After a nice run off the lows earlier this year, the price of oil seems to be hitting a roadblock around the $60 level, and it appears that, barring an international incident, it may be stuck there for a while. In a new research report, SunTrust Robinson Humphrey remains vocal in its positive view of the Permian Basin in West Texas. It has three top stocks to buy now.
The SunTrust team feels that some parts of the Permian have the best well returns in the United States. With a much lower benchmark price than this time just one year ago, well returns become a very crucial metric. Three top companies are among the analyst’s favorite nearer-term plays. All are rated Buy
This stock remains a favorite of the SunTrust analysts, and with good reason. Diamondback Energy Inc. (NASDAQ: FANG) is an independent oil and natural gas company headquartered in Midland, Texas, focused on the acquisition, development, exploration and exploitation of unconventional, onshore oil and natural gas reserves in the Permian Basin. Diamondback’s activities are primarily focused on the horizontal exploitation of multiple intervals within the Wolfcamp, Spraberry, Clearfork and Cline formations.
SunTrust cites the company’s top-tier asset base, solid accretive additions and financial discipline, which the firm thinks allows for not only continued solid cash flow, but could put the company in play as a takeover target. It also notes that Diamondback continues to drill some of the most economical wells in the United States as efficiencies improve, costs decrease and activity remains in the better regions.
SunTrust’s price target on the stock is $90. The Thomson/First Call consensus price target is $86.46. The shares closed Thursday at $77.09.
This oil and gas exploration and production company with headquarters in Birmingham, Ala., is another top near-term favorite at SunTrust. Energen Corp. (NYSE: EGN) has 1.1 billion barrels of oil-equivalent proved, probable and possible reserves and another 2.2 billion barrels of oil-equivalent contingent resources. These all-domestic reserves and resources are located primarily in the Permian Basin. The company actually has been active in the region since the late 1960s and has made numerous major acquisitions in the past five years.
The company posted solid third-quarter numbers recently and may be ready to lift-off from here. In addition, Wall Street has applauded that Energen expects to carry just $800 million in net debt this year, which is a relatively small amount for $4.5 billion oil company. It has used asset sales to reduce corporate debt instead of using all the cash proceeds for production growth. Last year the company sold its legacy natural gas distribution business, Alagasco, for $1.6 billion, while more recently it sold $384 million in natural gas properties in the San Juan Basin. In both cases those funds were largely used to reduce debt.

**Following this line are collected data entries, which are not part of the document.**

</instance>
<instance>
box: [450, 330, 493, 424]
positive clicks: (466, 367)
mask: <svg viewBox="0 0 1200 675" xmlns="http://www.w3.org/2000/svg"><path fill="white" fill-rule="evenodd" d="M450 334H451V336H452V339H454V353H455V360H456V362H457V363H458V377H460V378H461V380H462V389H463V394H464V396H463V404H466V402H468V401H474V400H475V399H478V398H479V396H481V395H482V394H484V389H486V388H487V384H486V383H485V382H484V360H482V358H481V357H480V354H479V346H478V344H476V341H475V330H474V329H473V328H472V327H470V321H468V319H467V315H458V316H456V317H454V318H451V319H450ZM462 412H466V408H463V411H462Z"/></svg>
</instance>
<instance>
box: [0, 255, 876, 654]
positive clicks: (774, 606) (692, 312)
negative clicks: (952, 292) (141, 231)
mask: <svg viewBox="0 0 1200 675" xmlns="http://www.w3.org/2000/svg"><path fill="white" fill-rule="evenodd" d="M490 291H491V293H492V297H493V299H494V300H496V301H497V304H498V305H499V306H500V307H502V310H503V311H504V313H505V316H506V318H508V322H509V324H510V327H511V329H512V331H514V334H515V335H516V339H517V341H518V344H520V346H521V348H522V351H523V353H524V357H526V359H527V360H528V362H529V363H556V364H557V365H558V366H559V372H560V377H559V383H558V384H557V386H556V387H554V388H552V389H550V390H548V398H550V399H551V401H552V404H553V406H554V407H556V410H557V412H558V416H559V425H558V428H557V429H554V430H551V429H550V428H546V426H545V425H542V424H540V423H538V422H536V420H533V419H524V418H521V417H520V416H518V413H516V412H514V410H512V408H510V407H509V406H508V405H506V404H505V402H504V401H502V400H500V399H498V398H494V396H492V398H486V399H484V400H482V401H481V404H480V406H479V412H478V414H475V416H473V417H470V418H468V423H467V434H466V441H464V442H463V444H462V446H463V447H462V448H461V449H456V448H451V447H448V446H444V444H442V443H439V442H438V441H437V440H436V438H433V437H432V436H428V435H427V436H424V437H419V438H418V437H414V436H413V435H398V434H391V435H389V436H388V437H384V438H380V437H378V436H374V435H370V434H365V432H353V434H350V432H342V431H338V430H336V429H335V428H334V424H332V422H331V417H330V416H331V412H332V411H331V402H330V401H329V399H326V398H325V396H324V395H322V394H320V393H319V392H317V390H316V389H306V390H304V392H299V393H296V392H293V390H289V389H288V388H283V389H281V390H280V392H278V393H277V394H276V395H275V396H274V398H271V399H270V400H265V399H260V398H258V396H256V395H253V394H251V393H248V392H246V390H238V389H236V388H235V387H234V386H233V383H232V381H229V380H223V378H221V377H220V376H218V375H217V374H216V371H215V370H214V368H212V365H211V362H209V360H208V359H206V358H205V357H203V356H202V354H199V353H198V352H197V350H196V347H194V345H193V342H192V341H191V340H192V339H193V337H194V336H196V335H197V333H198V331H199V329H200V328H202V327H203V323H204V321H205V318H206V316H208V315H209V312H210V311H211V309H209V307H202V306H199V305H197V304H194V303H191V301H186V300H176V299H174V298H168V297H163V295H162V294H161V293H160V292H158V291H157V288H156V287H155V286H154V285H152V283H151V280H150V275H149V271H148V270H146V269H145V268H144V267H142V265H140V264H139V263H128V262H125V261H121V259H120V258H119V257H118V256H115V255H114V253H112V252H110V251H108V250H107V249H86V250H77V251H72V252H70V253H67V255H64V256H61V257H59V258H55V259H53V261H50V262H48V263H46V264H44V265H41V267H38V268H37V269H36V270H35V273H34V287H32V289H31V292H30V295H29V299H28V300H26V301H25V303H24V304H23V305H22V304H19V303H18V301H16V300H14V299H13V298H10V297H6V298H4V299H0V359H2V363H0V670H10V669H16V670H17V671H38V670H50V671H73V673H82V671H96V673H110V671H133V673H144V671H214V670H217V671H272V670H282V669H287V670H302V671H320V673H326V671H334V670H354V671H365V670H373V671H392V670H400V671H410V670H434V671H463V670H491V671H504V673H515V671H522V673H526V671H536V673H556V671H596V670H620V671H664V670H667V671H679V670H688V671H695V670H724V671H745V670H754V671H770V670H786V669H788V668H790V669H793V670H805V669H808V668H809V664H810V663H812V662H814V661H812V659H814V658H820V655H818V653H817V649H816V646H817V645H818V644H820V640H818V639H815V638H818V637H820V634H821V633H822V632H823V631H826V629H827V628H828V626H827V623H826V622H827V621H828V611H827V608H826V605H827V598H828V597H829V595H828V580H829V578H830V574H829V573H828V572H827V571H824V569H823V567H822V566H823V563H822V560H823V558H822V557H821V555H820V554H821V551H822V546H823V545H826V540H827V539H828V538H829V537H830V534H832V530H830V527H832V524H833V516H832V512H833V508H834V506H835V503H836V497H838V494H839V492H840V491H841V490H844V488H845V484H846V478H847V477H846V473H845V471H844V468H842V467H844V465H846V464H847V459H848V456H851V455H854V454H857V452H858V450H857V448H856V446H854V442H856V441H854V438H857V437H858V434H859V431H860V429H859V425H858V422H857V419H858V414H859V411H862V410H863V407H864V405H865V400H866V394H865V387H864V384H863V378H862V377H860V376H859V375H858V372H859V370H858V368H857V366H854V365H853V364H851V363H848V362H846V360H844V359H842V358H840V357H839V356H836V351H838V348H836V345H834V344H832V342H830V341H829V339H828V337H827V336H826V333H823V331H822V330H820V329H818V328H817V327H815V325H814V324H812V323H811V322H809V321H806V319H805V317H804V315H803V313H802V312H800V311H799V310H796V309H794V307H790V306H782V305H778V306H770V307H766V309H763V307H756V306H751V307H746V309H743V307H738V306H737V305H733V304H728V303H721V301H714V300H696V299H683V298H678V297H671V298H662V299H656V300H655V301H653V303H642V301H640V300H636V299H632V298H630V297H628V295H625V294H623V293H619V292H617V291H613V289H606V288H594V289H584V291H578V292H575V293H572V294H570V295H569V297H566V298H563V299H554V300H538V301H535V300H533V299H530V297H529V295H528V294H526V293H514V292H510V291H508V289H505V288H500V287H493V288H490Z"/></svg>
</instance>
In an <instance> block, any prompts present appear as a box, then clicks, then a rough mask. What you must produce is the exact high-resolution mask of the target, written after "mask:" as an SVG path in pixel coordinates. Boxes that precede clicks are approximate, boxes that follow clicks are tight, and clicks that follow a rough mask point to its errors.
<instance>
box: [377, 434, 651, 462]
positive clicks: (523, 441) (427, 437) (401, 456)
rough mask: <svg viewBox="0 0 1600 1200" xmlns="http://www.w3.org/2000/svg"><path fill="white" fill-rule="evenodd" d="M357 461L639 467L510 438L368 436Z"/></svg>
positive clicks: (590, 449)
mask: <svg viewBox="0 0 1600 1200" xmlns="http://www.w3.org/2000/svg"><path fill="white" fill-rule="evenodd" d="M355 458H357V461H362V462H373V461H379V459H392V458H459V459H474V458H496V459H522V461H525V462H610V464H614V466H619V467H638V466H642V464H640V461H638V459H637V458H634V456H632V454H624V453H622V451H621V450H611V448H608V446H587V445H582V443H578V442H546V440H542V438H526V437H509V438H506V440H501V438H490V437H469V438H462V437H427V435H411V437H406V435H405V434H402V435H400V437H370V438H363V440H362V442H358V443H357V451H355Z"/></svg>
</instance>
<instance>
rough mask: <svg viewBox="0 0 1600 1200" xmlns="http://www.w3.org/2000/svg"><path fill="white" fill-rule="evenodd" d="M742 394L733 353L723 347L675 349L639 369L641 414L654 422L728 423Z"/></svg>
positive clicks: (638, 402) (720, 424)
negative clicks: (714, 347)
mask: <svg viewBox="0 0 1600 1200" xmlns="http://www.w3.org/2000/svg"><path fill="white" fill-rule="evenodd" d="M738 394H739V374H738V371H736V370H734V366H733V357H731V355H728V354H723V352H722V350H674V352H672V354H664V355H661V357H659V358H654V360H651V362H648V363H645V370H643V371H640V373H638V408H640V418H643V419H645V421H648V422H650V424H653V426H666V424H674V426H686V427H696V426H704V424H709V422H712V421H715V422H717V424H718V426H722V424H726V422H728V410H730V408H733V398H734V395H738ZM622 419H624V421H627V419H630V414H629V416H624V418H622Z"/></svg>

The $70 SunTrust price target is higher than the consensus target of $67.14. Shares closed Thursday at $59.76.
Pioneer Natural Resources
Many Wall Street analysts love this stock as a pure crude oil play. Pioneer Natural Resources Co. (NYSE: PXD) was the ultimate shale-oil growth story for the past five years, but it was eviscerated in the sell-off that started over a year ago. The stock has rebounded nicely since the summer but is still down almost 20% since April, and it could be offering aggressive investors a potential entry point that could be very timely.
Pioneer is a huge player in the Permian basin and the Eagle Ford in Texas, and the company owns more than 20,000 locations in the world’s second largest oil reservoir in the Midland Basin. SunTrust was very positive on the third-quarter results and noted that the company reiterated annual production growth guidance of more than 15% while cutting the number of rigs expected to operate.
Pioneer investors receive a tiny 0.0% dividend. The SunTrust price target is $176, and the consensus figure is lower at $166.08. Pioneer closed trading on Friday at $145.42.
There is still a long way to go for the energy sector, and the sledding may remain tough the rest of this year and in 2016. Investors willing to carve out some capital and plan on holding positions for up to 18 months could be well rewarded.